The recent hullabaloo over the North Pole melt pond is similar to what happened back in July when bloggers and other media latched onto a near-cloudless satellite image of Alaska, a once-in-a-blue-moon photograph taken during this summer’s record-breaking heat wave. In that case, as well, pundits ignored long-term trends and instead relied on a single poignant image to make their point.

Meanwhile NOAA’s 2012 “State of the Climate” report, released this week, highlighted another record-breaking instance in the history of the Arctic — last year’s low ice extent, which surpassed the previous record with weeks left in the summer melting season. Global surface temperatures in 2012 were about 0.3-degrees above the 1981-2010 average, making 2012 among the 10 hottest on record globally.

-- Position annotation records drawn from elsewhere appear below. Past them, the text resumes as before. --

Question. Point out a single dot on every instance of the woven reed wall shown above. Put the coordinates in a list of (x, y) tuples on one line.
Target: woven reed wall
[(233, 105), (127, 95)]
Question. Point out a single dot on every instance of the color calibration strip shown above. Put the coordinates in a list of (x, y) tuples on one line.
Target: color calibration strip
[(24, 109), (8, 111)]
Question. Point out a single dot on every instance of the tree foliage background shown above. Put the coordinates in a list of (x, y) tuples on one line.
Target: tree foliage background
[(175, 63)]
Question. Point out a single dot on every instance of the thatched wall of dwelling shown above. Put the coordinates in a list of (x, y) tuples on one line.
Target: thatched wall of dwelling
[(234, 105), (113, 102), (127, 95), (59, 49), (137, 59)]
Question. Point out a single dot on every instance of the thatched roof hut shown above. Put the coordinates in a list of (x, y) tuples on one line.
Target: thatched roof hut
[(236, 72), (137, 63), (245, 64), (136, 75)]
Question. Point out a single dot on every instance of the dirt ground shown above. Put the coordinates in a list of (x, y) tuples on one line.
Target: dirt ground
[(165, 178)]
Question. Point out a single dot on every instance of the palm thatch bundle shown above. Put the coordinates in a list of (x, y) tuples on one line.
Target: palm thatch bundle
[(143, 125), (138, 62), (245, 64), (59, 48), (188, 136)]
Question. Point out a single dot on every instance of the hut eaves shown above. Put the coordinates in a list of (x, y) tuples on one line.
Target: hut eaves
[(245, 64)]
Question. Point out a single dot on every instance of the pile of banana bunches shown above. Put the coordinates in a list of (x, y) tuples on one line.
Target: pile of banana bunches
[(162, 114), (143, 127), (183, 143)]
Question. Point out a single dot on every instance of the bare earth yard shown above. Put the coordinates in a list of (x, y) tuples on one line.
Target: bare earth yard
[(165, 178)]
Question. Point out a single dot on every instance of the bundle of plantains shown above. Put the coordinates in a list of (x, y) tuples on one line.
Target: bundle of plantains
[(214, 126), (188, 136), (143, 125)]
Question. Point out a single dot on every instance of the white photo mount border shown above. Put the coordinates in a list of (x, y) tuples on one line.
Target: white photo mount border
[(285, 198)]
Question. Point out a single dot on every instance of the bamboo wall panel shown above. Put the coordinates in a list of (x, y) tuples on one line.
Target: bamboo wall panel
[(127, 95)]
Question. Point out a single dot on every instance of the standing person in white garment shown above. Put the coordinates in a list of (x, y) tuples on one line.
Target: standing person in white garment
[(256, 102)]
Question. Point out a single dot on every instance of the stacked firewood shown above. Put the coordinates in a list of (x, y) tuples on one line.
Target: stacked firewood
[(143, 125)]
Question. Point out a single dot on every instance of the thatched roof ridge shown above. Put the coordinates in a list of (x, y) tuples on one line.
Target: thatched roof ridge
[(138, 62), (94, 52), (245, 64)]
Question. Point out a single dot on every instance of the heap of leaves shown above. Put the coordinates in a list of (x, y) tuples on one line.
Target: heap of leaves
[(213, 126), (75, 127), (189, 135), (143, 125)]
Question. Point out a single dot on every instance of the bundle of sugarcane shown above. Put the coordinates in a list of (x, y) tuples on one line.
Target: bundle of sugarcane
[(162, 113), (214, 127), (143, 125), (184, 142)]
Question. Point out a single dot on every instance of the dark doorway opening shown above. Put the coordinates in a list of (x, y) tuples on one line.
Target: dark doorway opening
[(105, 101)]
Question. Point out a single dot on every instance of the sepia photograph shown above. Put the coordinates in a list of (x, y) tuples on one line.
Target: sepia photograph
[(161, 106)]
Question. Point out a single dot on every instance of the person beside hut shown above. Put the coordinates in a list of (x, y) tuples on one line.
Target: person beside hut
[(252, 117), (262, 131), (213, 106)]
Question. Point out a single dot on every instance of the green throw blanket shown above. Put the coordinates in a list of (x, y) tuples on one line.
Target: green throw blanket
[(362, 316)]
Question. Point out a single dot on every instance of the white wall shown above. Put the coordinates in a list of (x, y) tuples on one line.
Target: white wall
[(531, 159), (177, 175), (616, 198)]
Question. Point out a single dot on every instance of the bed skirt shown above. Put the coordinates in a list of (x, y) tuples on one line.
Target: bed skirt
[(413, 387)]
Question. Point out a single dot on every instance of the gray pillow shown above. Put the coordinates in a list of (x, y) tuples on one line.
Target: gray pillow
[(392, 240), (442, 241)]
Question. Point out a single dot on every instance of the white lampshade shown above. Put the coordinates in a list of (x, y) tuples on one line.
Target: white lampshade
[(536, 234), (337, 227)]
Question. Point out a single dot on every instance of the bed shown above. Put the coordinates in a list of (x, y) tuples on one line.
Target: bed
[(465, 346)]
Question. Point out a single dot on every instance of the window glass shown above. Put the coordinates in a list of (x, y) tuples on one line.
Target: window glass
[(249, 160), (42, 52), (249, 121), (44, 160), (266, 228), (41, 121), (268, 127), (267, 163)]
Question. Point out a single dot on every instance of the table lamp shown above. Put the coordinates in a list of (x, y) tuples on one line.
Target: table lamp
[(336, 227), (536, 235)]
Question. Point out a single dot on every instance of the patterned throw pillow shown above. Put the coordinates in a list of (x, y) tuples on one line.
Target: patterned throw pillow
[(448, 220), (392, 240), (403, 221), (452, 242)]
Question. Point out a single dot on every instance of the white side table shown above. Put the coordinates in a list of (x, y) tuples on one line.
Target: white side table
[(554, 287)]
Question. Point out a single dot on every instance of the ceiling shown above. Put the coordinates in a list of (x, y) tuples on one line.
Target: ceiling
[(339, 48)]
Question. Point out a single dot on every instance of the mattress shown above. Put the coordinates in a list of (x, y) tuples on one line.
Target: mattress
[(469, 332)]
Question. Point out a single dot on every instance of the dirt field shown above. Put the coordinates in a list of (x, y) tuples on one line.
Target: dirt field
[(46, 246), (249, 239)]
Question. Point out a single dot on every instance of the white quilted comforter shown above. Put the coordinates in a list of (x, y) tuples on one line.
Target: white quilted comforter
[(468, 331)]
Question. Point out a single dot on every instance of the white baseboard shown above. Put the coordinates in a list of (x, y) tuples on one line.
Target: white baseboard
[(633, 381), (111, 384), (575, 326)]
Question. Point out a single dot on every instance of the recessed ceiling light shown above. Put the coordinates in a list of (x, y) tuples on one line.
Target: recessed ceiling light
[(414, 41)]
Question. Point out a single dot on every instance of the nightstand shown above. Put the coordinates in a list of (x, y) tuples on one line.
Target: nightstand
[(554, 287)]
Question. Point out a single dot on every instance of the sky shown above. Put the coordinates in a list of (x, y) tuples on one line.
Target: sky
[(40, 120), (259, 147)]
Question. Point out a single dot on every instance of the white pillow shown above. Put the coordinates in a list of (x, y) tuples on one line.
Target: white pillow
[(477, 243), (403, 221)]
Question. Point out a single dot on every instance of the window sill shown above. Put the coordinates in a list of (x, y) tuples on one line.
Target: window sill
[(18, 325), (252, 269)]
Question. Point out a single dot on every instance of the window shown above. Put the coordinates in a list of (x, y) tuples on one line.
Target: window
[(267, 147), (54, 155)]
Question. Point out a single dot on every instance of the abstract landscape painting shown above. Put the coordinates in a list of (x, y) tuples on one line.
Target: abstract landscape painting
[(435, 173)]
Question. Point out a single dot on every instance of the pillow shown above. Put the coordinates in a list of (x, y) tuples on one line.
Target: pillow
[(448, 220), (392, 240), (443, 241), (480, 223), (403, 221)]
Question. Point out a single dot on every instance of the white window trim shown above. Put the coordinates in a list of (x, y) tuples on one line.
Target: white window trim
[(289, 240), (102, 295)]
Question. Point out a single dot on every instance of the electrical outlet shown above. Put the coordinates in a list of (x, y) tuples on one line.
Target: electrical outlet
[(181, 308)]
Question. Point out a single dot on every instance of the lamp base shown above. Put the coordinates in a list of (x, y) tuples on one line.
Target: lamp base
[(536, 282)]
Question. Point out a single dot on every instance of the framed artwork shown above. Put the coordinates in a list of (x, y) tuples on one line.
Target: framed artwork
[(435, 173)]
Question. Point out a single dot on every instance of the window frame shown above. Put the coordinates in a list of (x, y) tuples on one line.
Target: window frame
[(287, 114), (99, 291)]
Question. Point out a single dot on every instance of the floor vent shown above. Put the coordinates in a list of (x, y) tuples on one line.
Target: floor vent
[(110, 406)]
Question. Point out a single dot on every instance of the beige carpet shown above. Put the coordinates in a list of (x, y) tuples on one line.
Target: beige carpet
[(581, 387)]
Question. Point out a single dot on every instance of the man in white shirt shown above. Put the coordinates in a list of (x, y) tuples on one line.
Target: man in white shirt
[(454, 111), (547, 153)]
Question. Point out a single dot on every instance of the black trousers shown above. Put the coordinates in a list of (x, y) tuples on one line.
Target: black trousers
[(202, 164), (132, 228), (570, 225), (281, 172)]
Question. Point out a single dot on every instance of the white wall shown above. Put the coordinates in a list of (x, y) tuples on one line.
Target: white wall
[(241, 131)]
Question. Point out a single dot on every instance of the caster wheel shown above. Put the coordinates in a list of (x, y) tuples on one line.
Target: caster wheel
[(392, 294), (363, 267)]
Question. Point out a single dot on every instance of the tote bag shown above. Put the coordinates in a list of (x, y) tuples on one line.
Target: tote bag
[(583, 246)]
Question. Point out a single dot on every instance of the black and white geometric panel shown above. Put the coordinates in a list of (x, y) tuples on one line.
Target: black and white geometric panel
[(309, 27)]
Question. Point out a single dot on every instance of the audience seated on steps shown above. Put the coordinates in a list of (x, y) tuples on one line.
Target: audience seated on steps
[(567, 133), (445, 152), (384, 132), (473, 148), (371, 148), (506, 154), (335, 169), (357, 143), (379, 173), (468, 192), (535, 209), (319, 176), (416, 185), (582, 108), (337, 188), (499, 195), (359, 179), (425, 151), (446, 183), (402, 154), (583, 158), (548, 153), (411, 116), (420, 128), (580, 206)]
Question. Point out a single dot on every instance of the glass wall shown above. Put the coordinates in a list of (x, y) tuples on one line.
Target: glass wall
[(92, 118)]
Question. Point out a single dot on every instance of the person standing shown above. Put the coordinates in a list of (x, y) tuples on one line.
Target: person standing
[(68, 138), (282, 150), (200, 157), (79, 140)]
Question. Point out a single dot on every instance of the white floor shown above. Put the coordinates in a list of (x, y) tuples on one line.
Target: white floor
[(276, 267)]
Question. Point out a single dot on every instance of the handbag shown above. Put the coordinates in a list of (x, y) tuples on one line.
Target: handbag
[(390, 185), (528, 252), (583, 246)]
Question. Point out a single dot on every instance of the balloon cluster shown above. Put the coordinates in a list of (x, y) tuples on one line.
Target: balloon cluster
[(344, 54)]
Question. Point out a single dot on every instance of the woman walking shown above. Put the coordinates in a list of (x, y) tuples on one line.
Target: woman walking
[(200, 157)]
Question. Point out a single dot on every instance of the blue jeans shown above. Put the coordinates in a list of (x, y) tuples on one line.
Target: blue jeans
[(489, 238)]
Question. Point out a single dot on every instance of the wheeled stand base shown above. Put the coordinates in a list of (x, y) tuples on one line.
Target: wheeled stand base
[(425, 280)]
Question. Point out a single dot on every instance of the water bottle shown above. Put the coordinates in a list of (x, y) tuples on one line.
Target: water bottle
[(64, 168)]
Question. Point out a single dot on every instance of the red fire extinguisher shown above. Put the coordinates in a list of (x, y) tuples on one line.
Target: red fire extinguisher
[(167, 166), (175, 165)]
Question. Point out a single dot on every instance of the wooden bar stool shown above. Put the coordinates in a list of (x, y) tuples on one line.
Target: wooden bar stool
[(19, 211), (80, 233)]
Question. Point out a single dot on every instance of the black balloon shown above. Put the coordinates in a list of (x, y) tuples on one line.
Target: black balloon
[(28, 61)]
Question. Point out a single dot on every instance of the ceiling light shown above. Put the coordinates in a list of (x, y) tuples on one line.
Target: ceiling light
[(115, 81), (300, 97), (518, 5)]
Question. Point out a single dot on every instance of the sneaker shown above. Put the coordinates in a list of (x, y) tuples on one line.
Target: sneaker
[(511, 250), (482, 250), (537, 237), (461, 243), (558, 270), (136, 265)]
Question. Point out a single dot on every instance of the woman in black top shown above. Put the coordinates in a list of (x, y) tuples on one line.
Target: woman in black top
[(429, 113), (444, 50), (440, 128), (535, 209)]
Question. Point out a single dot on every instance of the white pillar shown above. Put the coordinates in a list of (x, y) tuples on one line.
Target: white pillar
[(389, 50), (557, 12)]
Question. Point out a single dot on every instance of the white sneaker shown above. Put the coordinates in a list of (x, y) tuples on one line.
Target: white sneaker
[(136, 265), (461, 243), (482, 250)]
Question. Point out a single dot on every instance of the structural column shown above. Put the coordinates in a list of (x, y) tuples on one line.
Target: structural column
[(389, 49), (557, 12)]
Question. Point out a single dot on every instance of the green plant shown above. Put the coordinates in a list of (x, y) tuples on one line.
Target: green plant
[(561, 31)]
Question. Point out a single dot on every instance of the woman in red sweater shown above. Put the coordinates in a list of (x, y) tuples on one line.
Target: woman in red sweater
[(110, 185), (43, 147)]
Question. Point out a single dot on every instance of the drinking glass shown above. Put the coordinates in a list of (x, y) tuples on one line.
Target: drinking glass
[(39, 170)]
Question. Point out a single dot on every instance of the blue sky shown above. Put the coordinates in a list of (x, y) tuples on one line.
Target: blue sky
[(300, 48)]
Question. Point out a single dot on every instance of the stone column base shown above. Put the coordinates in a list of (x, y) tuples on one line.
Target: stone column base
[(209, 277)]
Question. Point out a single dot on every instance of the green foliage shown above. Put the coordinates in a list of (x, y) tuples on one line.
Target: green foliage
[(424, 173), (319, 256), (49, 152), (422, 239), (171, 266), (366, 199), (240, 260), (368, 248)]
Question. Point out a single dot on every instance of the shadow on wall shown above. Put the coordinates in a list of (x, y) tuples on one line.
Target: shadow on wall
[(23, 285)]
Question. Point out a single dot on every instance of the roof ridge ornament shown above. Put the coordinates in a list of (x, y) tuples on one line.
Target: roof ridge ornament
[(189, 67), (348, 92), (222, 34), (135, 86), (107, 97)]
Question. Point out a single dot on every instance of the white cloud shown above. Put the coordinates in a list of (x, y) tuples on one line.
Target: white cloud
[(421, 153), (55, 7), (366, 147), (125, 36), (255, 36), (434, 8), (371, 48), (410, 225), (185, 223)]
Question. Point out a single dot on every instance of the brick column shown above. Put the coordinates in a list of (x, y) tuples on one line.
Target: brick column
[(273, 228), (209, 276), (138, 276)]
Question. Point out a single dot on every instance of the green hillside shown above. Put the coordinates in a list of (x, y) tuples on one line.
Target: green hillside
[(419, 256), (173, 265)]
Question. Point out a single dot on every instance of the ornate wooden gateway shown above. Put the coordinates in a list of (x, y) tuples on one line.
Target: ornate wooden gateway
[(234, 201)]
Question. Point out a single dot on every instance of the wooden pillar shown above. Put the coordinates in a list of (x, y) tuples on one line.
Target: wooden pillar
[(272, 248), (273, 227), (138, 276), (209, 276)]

Meanwhile, last year’s Arctic sea ice extent joined other recent years as among the most dismal. Oddly enough, the one region not suffering from extended ice decline is the Bering Sea in winter, which has frozen fast and caused problems for industry vessels and subsistence hunters into the summer months.

The Arctic ice pack this year so far is looking more promising, with the National Snow and Ice Data Center reporting that melt was a little behind the record-shattering 2012 rate, at least in early July. The center also warned, though, that July is the most aggressive month in terms of ice melt, and air temperatures in the first half of July were 2-9 degrees above normal across much of the Arctic.

Curiously enough, despite that epic heat wave around Alaska, including one of the warmest months on record for Barrow, America’s northernmost city, the ice in the waters surrounding Alaska remained the most stubborn in the entire Arctic Ocean.

Still, despite the often-confusing information, it’s apparent that the Earth as a whole is gradually growing warmer, and the effects are particularly pronounced in the Arctic. The snow-and-ice center recently began using a new, updated average by which it will measure sea ice extent, since the years since the millennium have see an such a steep decline in overall levels, skewing the numbers lower, creating a “new normal.”